Indonesians defy ban on working as maids in Middle East

90% of 1,020 polled going there to look for jobs; government to put a stop to practice

JAKARTA • Indonesian women are defying a government ban on travelling to the Middle East to work as maids, convinced there are better prospects in the Gulf than at home despite high-profile cases of abuse, according to a survey.

Indonesia announced in May last year a permanent ban on sending women to the Middle East as domestic workers following reports of widespread abuse and the execution of two Indonesian maids in Saudi Arabia, which angered Jakarta.

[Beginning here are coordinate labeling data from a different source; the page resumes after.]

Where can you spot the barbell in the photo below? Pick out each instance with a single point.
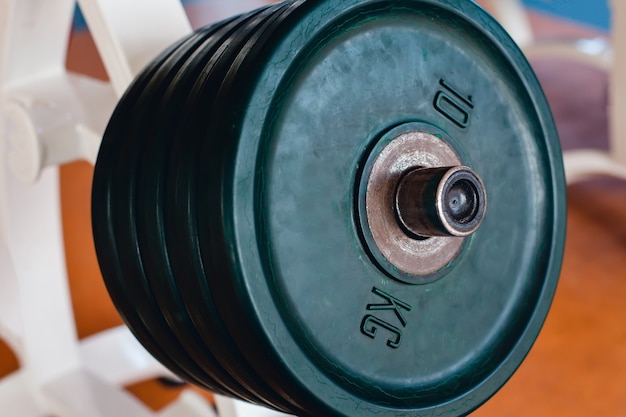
(336, 207)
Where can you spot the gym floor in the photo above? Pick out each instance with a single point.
(577, 366)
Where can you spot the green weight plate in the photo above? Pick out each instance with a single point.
(114, 220)
(180, 216)
(309, 306)
(151, 225)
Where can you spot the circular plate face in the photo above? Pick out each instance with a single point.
(339, 334)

However, the survey released on Thursday by advocacy group Migrant Care found that hundreds of Indonesian women are still leaving for jobs in the wealthier Middle East.

A total of 1,020 women interviewed between March last year and last month at Jakarta's main airport said they were travelling abroad for the first time to seek jobs as maids.

About 90 per cent of them were bound for Saudi Arabia, the United Arab Emirates, Bahrain, Oman, Qatar and Kuwait, the poll showed.

The rest were going to Malaysia, which is not affected by the ban.

"This is a very high number. The moratorium exists only on paper," said Migrant Care's executive director Anis Hidayah on the sidelines of a forum held to mark International Domestic Workers' Day.

"In Indonesia, we have limited job opportunities. Going abroad is one alternative, especially for women, because wages are so low here," she told the Thomson Reuters Foundation.

Indonesia's moratorium, which followed a temporary suspension, affects only new domestic helpers. Maids who were already in the Middle East are allowed to stay. The move is part of President Joko Widodo's plan to professionalise the informal employment sector.

Mr Andri Hadi, a senior official at the foreign ministry, said the authorities would act to stop women from flouting the ban.

"We are aware (of this) and we will take some strong policies to stop this practice," said Mr Hadi, the ministry's director-general for consular and protocol affairs, which oversees the protection of migrant workers overseas.

"On the ground, we have to strengthen the enforcement of our law because this is illegal and against the law," he told the Thomson Reuters Foundation.

Indonesia is a major source of maids for many places around the world, including Singapore, Hong Kong, Malaysia and Taiwan.

Officials estimate there are some 2.3 million registered Indonesian domestic workers abroad, and an equal number of undocumented workers.